POEM: My kind of Me.
Now that you’ve gone its so very clear to see, 
Who I would have been if I hadn’t been set free. 
A sad little shadow of a person that was once solid inside, 
Roaming with whispers of upon a time from the soul that had already packed up and thought it died. 
Tired eyes and frown lines marked who I had been, 
Living in tiny houses made of lies built on foundations of sin, 
Thinking that there was only one way to live with no way out, 
Filled with rooms full of recordings replaying my crippling doubt. 
The crazy part of it is, is it was all so real, 
Every time I accepted my failure, he added to it with another appeal, 
Adding to the growing list of why I would never be enough, 
While simultaneously accusing I was always too much, casting stones when I called his bluff. 
Back and forth I go retracing steps with all my what if, 
When I dwell on all that was my body goes stiff. 
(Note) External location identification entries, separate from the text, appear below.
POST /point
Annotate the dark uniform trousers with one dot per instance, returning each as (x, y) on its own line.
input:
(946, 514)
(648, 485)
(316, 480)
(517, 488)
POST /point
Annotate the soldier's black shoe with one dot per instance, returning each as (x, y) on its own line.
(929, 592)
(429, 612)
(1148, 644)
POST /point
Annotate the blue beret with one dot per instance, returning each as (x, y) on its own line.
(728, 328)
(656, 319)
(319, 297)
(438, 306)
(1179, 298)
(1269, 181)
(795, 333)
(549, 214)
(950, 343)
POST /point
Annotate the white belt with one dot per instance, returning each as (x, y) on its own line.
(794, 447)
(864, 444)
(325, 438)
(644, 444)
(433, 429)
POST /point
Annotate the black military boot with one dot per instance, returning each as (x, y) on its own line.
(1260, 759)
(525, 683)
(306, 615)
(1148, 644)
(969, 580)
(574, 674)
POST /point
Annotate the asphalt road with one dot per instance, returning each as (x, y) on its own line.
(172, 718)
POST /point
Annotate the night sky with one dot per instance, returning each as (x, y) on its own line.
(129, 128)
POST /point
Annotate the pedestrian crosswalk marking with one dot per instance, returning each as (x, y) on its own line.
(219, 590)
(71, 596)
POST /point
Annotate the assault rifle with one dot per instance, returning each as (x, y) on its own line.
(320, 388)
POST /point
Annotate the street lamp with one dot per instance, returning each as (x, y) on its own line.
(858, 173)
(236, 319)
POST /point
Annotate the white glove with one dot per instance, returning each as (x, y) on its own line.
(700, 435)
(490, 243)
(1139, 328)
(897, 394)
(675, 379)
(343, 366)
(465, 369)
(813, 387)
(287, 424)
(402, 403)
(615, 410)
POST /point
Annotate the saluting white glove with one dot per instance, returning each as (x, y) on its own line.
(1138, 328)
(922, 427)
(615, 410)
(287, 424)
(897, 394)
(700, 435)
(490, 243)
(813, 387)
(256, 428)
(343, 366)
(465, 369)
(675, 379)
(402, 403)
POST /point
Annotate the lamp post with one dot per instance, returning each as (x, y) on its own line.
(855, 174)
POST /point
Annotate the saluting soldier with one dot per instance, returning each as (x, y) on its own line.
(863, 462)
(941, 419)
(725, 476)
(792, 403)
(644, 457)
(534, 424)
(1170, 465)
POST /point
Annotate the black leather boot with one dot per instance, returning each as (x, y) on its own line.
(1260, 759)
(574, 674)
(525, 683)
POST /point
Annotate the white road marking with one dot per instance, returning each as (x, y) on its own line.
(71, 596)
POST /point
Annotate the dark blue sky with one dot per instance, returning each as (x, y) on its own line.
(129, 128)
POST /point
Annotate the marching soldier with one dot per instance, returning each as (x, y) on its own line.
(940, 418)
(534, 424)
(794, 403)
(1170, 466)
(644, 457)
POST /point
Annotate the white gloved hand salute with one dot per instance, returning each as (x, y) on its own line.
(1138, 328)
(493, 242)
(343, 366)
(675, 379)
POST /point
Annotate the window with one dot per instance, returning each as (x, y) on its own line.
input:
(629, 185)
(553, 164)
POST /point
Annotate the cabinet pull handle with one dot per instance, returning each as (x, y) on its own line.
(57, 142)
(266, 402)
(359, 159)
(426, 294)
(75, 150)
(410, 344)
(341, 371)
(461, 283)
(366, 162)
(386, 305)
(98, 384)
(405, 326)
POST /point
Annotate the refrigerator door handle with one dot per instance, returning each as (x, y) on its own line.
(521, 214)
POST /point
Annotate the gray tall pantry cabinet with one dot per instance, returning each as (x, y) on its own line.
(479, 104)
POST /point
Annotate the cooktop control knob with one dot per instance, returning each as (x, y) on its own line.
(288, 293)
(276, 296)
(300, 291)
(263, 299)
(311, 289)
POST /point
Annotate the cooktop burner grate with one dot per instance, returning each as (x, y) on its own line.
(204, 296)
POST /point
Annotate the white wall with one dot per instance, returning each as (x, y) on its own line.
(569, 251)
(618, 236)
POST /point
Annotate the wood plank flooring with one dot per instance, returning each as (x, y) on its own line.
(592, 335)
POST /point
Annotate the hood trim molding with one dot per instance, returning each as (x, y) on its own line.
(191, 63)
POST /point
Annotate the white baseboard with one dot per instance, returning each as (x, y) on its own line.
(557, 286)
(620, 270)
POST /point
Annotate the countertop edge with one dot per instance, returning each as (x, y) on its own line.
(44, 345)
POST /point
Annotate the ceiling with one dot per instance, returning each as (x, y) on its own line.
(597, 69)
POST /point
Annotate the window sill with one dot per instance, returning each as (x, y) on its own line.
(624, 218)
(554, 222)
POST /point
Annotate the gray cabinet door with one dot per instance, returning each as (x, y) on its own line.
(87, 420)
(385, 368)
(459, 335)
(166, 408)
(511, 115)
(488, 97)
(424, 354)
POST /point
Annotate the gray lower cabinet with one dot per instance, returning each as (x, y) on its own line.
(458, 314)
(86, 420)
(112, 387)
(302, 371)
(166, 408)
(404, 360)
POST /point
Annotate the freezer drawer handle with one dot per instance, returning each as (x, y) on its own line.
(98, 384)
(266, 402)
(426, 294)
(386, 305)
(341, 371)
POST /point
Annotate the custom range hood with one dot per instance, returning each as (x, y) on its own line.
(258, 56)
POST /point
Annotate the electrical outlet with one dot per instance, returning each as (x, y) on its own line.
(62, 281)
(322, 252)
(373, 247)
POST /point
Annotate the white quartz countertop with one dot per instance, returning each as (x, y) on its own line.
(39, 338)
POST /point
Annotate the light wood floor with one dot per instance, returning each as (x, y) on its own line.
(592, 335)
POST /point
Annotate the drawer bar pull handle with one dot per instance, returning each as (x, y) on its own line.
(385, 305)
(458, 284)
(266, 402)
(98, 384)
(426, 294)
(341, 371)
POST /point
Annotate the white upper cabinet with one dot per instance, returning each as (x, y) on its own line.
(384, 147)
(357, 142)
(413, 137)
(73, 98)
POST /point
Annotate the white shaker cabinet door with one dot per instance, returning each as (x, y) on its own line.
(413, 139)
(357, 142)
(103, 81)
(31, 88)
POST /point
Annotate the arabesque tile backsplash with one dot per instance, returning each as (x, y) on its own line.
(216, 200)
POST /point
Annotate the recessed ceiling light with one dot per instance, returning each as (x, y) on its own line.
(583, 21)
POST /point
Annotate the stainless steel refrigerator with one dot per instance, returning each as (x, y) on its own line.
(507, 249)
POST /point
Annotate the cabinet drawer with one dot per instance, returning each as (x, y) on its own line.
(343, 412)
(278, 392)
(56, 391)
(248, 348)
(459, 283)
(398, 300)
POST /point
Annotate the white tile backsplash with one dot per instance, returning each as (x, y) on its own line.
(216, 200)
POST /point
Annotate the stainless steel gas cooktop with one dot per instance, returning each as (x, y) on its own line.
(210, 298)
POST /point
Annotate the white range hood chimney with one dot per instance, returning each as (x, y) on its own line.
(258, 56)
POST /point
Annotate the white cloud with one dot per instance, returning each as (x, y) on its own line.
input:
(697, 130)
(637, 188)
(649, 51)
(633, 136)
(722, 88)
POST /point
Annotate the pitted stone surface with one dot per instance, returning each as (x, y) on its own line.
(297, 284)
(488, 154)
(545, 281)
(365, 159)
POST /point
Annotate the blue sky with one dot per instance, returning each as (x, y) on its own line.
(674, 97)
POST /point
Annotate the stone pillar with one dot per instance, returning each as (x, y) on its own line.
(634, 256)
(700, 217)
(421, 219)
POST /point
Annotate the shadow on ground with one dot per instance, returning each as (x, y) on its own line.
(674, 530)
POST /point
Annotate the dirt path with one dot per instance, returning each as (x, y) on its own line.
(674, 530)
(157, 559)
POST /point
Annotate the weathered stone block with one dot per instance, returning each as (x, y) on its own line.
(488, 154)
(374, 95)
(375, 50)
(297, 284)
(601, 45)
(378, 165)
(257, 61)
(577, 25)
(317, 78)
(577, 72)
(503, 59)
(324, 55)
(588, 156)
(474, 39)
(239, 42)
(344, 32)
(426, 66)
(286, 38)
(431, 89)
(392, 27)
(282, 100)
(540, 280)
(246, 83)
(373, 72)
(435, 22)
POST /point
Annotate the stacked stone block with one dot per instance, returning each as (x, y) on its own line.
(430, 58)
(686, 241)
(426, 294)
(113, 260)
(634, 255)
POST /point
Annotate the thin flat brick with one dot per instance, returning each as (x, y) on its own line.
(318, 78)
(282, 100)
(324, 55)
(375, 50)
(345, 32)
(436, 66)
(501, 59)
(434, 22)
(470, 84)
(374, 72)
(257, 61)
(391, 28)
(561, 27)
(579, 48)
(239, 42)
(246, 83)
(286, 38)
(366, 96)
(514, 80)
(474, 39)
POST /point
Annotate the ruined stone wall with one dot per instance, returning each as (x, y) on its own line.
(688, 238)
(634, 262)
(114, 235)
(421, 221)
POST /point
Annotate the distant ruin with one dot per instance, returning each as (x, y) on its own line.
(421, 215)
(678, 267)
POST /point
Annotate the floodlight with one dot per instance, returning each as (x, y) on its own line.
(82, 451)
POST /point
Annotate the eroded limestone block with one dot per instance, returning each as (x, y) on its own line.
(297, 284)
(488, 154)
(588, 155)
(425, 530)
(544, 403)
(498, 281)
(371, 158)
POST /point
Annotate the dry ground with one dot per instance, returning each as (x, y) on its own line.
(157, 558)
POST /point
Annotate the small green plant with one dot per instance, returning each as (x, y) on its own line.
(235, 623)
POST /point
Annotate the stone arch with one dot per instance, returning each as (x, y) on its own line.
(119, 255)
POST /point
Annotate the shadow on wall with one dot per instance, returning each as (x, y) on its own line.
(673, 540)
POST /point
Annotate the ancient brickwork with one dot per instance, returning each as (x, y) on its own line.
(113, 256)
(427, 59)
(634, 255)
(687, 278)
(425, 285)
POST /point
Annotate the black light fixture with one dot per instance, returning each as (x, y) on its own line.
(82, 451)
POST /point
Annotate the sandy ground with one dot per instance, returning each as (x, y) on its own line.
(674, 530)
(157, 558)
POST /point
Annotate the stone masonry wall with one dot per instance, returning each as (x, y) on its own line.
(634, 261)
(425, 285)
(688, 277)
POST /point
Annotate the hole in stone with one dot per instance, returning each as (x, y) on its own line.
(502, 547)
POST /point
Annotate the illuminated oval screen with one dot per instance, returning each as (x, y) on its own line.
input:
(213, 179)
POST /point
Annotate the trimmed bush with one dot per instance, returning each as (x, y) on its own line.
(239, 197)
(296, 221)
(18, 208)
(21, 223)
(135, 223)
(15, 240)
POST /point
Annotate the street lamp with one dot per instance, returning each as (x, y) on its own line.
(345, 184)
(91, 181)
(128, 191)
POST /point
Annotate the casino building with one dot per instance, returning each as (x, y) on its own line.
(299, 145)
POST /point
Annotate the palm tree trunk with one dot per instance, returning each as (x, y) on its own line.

I freeze in my tracks realizing how very close I came, 
He took my beautifully wild spirit and tried to make it his kind of tame, 
That wasn’t ever going to work, not if I wanted to grow, 
The more I replay it the more I come to know. 
He was part of the plan to get me to this scene, 
This slice of my story that can exclaim he was nothing but mean. 
The necessary part between point A and point B, 
To lead me to point C where I find out I actually like me. 
Contrary to belief he was the center of ever after, 
Now I thank God for the biggest favor of his absence, sealed with my redeeming laughter.